データレイクやデータウェアハウスでも同様に「Bring Your Own」の方針を採用する。プロンプトに埋め込むデータはSalesforceアプリケーションの中だけにあるとは限らない。「Snowflake」に基幹システムの注文情報や購入データ、請求情報を格納しているケースもあれば、「Google BigQuery」にWebアクセスデータを格納しているケースもある。外部にあるデータを使うための処理を都度IT担当者に依頼するのは現実的ではない。負荷の大きいこの作業を不要にするのが、「Bring Your Own Lake」だ。これは、SnowflakeやBigQueryにあるデータを、実データのコピーなしで、あたかもコピーしたように使えるようにするもので、国内では2024年3月下旬に提供開始を予定している。
プロンプトに計算式を埋め込むような場合、外部のデータレイク内の構造化データにアクセスが必要になるが、プロンプトを強化し、顧客の文脈に合わせて出力をパーソナライズするとなると、非構造化データの活用も必要になる。例えば、営業担当者が先週のミーティングで顧客から製品に関する質問を受けたとしよう。その質問に回答するメールの文案を書こうとすると、ミーティングの議事録にAIがアクセスできなくてはならない。そこでData Cloudには構造化データだけでなく、議事録のような非構造化データも格納できるようにした。これが「Data Cloud Vector Database」だ。
外部の知識ベースから取得した正確な情報を用いてLLMの出力結果を強化するRAG(Retrieval Augmented Generation:検索拡張生成)と呼ばれる手法も実装する。これにより、例えばプロンプトに「先週のミーティングでお客さまからいただいた製品に関する質問に対して回答メールを作成したい」と入力すると、最も関連性の高いデータを探し、その質問内容を抜き出してプロンプトを強化できる。RAGを実装したData Cloud Vector DatabaseおよびEinstein Copilot Searchの国内でのパイロット提供開始時期は現時点では調整中だ。
Salesforceはアプリケーションに生成AIを組み込むために2つのやり方を用いている。1つ目が「組み込み型AI」。これまで説明してきたような、定型の業務内でAIをそれと意識することなくに利用可能にしたものがそれに当たる。2つ目が、自由記述でAIに質問やさまざまな依頼を投げかけることのできる「対話型AI」だ。
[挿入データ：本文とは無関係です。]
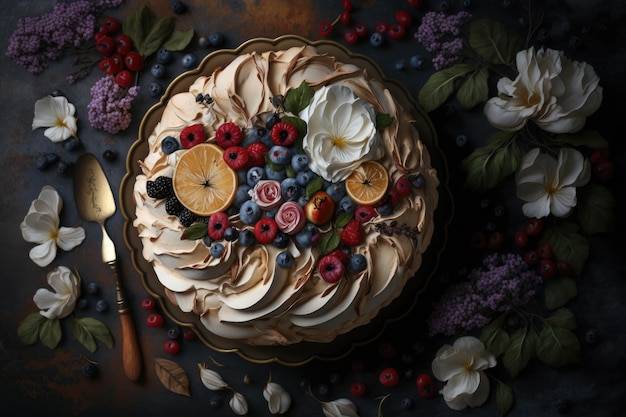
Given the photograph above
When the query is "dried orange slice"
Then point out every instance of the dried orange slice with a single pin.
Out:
(367, 184)
(202, 181)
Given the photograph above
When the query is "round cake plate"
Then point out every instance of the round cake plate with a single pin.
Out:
(300, 353)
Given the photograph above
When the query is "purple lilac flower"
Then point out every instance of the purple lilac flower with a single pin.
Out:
(110, 105)
(39, 40)
(439, 34)
(504, 281)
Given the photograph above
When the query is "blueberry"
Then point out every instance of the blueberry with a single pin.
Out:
(250, 212)
(170, 145)
(102, 306)
(217, 249)
(284, 259)
(164, 56)
(158, 70)
(376, 39)
(156, 89)
(189, 60)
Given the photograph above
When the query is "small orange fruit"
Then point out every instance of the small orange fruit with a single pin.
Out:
(203, 182)
(367, 184)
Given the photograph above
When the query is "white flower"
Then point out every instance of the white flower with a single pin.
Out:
(341, 133)
(57, 115)
(278, 400)
(549, 185)
(41, 225)
(60, 303)
(462, 366)
(554, 91)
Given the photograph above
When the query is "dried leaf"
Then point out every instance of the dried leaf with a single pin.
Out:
(172, 376)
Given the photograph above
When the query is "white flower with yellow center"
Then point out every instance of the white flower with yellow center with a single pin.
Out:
(462, 366)
(341, 133)
(548, 185)
(41, 226)
(60, 303)
(57, 115)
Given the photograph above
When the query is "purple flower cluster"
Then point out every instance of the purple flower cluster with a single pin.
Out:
(38, 40)
(503, 282)
(439, 34)
(110, 105)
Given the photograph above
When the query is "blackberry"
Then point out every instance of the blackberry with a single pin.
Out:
(161, 187)
(173, 206)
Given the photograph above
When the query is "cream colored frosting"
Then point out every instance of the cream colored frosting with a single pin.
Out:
(244, 295)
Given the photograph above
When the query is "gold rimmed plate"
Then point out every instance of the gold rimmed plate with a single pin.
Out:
(304, 352)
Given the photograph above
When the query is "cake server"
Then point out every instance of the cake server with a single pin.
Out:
(94, 200)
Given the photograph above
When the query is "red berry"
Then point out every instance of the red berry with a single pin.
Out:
(357, 389)
(547, 268)
(105, 45)
(265, 230)
(389, 377)
(534, 226)
(404, 17)
(148, 304)
(171, 346)
(284, 134)
(133, 61)
(236, 157)
(425, 385)
(228, 134)
(192, 135)
(154, 320)
(521, 239)
(124, 78)
(218, 223)
(330, 268)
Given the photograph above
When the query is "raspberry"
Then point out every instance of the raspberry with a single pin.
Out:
(284, 134)
(228, 134)
(192, 135)
(352, 234)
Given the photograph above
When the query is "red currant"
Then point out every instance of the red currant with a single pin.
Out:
(425, 385)
(389, 377)
(171, 346)
(155, 320)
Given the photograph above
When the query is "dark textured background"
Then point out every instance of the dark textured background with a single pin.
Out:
(37, 381)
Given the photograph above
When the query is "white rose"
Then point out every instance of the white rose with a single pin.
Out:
(341, 133)
(555, 92)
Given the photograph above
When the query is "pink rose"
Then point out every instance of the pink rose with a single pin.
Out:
(290, 218)
(267, 194)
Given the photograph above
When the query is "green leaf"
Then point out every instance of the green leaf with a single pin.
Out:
(159, 34)
(558, 291)
(494, 42)
(474, 90)
(563, 318)
(557, 347)
(596, 209)
(178, 40)
(298, 98)
(487, 166)
(50, 332)
(495, 337)
(521, 350)
(504, 398)
(568, 245)
(440, 86)
(195, 231)
(28, 331)
(588, 137)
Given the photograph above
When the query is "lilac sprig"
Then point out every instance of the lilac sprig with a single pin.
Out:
(110, 105)
(439, 33)
(39, 40)
(502, 283)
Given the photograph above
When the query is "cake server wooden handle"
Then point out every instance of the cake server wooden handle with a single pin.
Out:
(131, 354)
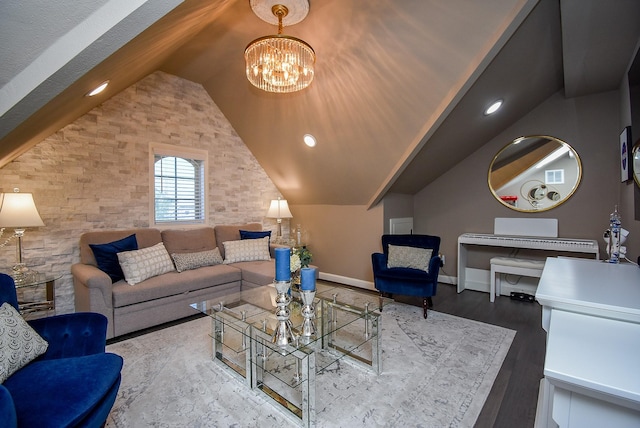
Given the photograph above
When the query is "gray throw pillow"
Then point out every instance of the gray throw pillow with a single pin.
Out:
(19, 343)
(188, 261)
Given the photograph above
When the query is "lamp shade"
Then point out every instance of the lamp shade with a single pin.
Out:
(279, 208)
(17, 210)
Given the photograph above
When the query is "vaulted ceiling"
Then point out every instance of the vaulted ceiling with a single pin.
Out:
(398, 94)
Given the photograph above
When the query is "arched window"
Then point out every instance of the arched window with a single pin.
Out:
(179, 188)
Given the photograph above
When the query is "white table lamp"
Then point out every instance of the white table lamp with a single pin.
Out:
(18, 211)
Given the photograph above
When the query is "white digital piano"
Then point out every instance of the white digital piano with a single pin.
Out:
(516, 233)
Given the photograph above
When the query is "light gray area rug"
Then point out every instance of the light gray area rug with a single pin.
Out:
(435, 373)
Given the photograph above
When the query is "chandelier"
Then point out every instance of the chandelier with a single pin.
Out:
(280, 63)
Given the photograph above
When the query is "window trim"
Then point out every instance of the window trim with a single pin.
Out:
(181, 152)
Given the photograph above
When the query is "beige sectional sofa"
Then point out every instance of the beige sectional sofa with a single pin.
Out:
(165, 297)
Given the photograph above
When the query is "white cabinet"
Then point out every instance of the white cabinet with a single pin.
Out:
(591, 312)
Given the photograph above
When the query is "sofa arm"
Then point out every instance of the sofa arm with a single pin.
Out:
(7, 409)
(91, 279)
(72, 335)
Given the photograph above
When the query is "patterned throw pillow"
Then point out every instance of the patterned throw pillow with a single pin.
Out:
(409, 257)
(246, 250)
(19, 343)
(142, 264)
(188, 261)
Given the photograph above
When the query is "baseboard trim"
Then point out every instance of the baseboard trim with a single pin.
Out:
(446, 279)
(347, 281)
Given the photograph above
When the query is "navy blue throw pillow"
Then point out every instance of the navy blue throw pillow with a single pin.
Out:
(107, 255)
(255, 234)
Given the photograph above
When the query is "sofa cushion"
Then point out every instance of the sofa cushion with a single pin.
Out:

Einstein Copilotはユーザーとの対話を通じてユーザーを支援する。それ自体は他のAIアシスタントと同じだが、Einstein Copilotの特徴はアプリケーションの壁に分断されないところにある。
例えば、営業担当者が「今月、特にアプローチが必要なお客さまトップ3はどこか教えてほしい」と依頼して、Einstein CopilotがA社、B社、C社を挙げたとしよう。次に「その3社の中に、カスタマーサポートの窓口にクレームやサポート依頼が届いているお客さまがいるか?」と質問する。「A社から来ている」という回答を見れば、営業担当者はB社とC社にアプローチしようと考える。さらに「その2社のうち、マーケティングキャンペーンに好意的な反応をしたのはどちらか」と質問する。「C社のメール開封率が高い」という回答を見たら、最終的にC社に重点的にアプローチすることになる――。この一連のやり取りは、「Sales Cloud」「Service Cloud」「Marketing Cloud」といった、それぞれのアプリケーションのデータに横断的にアクセスできるからこそ成立する。
Einstein Copilotは単なるAIアシスタントではなく、アクションを実行することもできる。例えば、ユーザーがメールに見積書を添付して送ろうとするとき、通常はCPQ(Configure、Price、Quote)ツールのような別のアプリケーションで見積書を作成し、ワークフローシステムで承認を得て完成版ができる。一連のプロセスをEinstein Copilot上で行うことができれば、ユーザーは自分の使い慣れた環境で、複数のアプリケーション間を行ったり来たりすることなく、メール送信まで完結できる。Einstein Copilotの利用開始は、2024年夏以降を予定している。
【訂正】2024年3月26日午後2時47分 「Data Cloud Vector Database」および「Einstein Copilot Search」の国内でのパイロット提供開始時期に関する記述を「調整中」に変更しました。